There is also one very distinct cluster of Mau samples a long way from the main group. These are actually a group of bad, pixelated core box photos and were able to be removed from the analysis based on their distinct embeddings.

The next step was to undertake the same analysis, but this time include the 19 element XRF data along with the image embeddings. By adding in the chemical data as well, we can see that the overall groupings have tightened up and some units, such as L-r have now pulled clearly out of the main cluster, meaning adding the chemistry has improved the potential predictability of that unit.

Modelling stratigraphy

Now we’ve reviewed our data, we can see if we can build a model to predict stratigraphy. Supervised modelling was undertaken using the XGBoost algorithm, first using only the XRF data and then using both XRF and image features.
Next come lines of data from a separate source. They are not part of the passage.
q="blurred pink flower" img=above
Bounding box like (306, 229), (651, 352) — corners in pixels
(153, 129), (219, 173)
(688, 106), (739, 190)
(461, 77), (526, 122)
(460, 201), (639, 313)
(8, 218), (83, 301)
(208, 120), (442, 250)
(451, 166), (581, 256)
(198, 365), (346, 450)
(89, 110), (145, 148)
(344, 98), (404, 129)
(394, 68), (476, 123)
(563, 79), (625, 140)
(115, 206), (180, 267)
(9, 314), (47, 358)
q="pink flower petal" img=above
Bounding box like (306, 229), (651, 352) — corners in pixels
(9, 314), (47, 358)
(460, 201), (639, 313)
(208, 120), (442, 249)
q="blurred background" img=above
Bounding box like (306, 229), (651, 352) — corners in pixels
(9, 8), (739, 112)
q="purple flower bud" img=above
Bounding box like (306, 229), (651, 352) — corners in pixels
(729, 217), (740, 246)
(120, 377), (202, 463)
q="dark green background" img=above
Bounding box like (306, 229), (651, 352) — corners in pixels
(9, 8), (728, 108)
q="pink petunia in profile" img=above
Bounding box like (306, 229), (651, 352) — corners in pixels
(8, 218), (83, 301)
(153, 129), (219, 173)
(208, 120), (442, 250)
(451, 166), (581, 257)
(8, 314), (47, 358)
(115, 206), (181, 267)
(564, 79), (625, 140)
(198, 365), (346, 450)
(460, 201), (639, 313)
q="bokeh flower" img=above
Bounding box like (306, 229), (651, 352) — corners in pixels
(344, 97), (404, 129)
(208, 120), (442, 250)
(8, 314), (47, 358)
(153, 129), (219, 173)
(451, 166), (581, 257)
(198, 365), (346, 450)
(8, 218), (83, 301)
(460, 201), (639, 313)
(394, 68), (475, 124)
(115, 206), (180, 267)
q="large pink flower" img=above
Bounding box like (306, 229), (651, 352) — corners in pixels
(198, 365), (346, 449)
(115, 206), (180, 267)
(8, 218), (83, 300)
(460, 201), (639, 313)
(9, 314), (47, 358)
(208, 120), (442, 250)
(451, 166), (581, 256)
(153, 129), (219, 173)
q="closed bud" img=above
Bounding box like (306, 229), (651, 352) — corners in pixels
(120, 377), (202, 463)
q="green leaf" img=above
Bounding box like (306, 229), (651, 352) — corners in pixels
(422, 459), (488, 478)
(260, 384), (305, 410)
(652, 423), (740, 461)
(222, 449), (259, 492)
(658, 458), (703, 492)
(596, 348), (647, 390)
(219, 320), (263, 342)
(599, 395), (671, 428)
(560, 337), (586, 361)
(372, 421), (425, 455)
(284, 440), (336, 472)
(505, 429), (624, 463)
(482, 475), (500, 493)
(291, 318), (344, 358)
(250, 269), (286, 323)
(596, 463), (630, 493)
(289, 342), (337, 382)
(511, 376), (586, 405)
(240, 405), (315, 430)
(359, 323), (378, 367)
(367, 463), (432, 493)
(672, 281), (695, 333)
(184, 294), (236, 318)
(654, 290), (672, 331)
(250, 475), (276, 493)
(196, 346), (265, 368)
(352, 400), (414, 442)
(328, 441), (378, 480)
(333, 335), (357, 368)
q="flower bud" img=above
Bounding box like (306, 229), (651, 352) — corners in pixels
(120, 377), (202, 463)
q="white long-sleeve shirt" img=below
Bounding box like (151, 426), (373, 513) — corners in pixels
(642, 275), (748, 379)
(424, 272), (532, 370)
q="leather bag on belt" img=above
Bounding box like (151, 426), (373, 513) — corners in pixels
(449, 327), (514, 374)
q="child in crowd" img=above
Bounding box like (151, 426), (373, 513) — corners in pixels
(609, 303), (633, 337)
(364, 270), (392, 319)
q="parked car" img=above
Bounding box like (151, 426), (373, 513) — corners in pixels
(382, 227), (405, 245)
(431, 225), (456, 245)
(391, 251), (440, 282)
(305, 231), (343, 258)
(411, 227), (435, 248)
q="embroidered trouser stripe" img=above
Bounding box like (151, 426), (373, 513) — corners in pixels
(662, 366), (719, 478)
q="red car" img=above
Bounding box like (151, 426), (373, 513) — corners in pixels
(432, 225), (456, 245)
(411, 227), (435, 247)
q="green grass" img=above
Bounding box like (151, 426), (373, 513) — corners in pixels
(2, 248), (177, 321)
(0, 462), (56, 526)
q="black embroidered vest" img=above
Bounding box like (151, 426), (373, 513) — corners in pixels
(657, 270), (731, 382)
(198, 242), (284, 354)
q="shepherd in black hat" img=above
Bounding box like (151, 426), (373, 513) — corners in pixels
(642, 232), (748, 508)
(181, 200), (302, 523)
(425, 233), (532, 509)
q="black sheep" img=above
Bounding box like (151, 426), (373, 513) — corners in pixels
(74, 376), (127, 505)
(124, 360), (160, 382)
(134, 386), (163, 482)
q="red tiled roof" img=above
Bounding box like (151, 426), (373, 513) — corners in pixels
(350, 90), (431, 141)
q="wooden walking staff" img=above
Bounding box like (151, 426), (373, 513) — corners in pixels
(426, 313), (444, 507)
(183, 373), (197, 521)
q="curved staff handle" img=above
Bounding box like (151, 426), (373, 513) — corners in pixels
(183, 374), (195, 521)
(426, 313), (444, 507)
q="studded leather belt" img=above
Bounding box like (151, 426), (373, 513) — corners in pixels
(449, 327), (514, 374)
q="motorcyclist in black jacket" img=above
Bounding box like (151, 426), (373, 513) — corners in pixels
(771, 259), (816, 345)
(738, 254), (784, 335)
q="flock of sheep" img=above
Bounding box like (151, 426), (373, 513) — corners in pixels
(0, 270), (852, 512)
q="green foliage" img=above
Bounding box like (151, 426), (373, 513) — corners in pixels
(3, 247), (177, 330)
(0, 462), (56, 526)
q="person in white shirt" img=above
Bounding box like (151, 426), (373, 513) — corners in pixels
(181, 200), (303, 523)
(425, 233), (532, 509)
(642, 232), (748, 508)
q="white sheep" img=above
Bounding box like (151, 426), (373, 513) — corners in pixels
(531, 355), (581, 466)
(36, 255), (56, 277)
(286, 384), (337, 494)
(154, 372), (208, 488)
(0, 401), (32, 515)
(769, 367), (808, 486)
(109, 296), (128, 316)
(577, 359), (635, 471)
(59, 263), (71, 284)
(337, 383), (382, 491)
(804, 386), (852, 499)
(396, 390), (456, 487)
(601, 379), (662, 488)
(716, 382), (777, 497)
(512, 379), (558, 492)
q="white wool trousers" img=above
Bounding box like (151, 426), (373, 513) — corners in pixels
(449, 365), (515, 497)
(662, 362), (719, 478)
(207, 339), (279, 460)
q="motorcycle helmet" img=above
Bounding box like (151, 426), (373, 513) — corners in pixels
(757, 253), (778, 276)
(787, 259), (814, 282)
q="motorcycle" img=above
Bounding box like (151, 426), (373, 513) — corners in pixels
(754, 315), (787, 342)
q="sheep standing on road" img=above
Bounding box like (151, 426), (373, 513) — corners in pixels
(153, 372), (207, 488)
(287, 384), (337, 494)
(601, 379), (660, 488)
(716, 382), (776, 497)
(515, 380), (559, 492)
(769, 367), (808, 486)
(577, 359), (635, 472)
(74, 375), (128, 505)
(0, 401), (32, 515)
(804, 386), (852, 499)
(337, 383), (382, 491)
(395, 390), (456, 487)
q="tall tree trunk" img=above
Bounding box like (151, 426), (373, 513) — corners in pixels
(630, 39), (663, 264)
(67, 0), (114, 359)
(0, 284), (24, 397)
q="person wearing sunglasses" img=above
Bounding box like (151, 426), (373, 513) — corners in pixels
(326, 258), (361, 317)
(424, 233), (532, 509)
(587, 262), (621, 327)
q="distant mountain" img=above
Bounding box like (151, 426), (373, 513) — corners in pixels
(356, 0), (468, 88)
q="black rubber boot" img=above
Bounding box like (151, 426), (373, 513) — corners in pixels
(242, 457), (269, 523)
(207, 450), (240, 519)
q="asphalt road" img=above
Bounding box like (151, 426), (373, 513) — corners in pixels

The model was trained to predict stratigraphic unit (MAP_SYMBOL). As seen in the plot below, there was a significant class imbalance in the stratigraphic units in the dataset. This poses some interesting problems for creating a generalisable model. There are potentially a number of ways to deal with this but for this example we simply trained the model and used a stratified random 30% hold-out dataset for testing. Unfortunately, because of the distribution of labels amongst the holes, such as MSDP 13 only containing one stratigraphic unit L-r, we are not able to effectively control for spatial autocorrelation when building these models. This means that while the models may look good based on the training and test data available, they are not likely to generalise too well. For example, the unit L-r can only be trained and tested on hole MSDP 13, so there is the potential to overfit a model to this data. But having said all that, the goal here is to see if adding imagery to the model improves the predictive power, and not to create a general stratigraphy predictor for the Gawler Ranges.

Figure 7. Count plot showing the total number of each stratigraphic unit in the data set. On the right is a hole by hole count, showing some holes are characterised by a single stratigraphic unit

The two models were trained using the pre-set XGBoost hyperparameters and the multi:softprob objective with 11 classes. Because of the large number of classes and the relatively small sample size, particularly for some units, model performance was measured using a confusion matrix to visualise the true and false prediction rate for each unit. In the figure below we see the first model (left) trained only on the XRF chemistry data. This clearly shows that using only chemistry, the model struggles to predict the stratigraphic units, particularly getting confused between units such as ALS and L-r, ALs and Lz, Mau and Mayp, Mauy and Maup and Lz and Mab. When we add in the image embeddings (right), we can see a dramatic improvement in the model with a significant reduction in miss-classifications for all units.

Figure 8. Model confusion matrix. Left, stratigraphy model trained only on XRF chemistry data and right, stratigraphy model trained on XRF chemistry and image embeddings.

Summary

Modelling a property like stratigraphy is potentially a challenging exercise because of the general complexity of what defines a stratigraphic unit. Using data sets like chemistry or mineralogy alone probably wont cut it due to the potential for multiple lithological units, structure and deformation, metamorphic grade or alteration that can affect a single stratigraphic unit. But by incorporating core photography into the mix, by helping models look at geology like geologists do, we can potentially begin to model complex features in core. The added benefit is that this approach is a data integration process, using the power of computers to find patterns between different data modalities which can help discern subtle differences or new insights that geologists might miss on their own. By leveraging the power of the Datarock platform, it’s possible to build complex models and explore old data for new insights by fusing image analysis with down hole continuous or point data sets.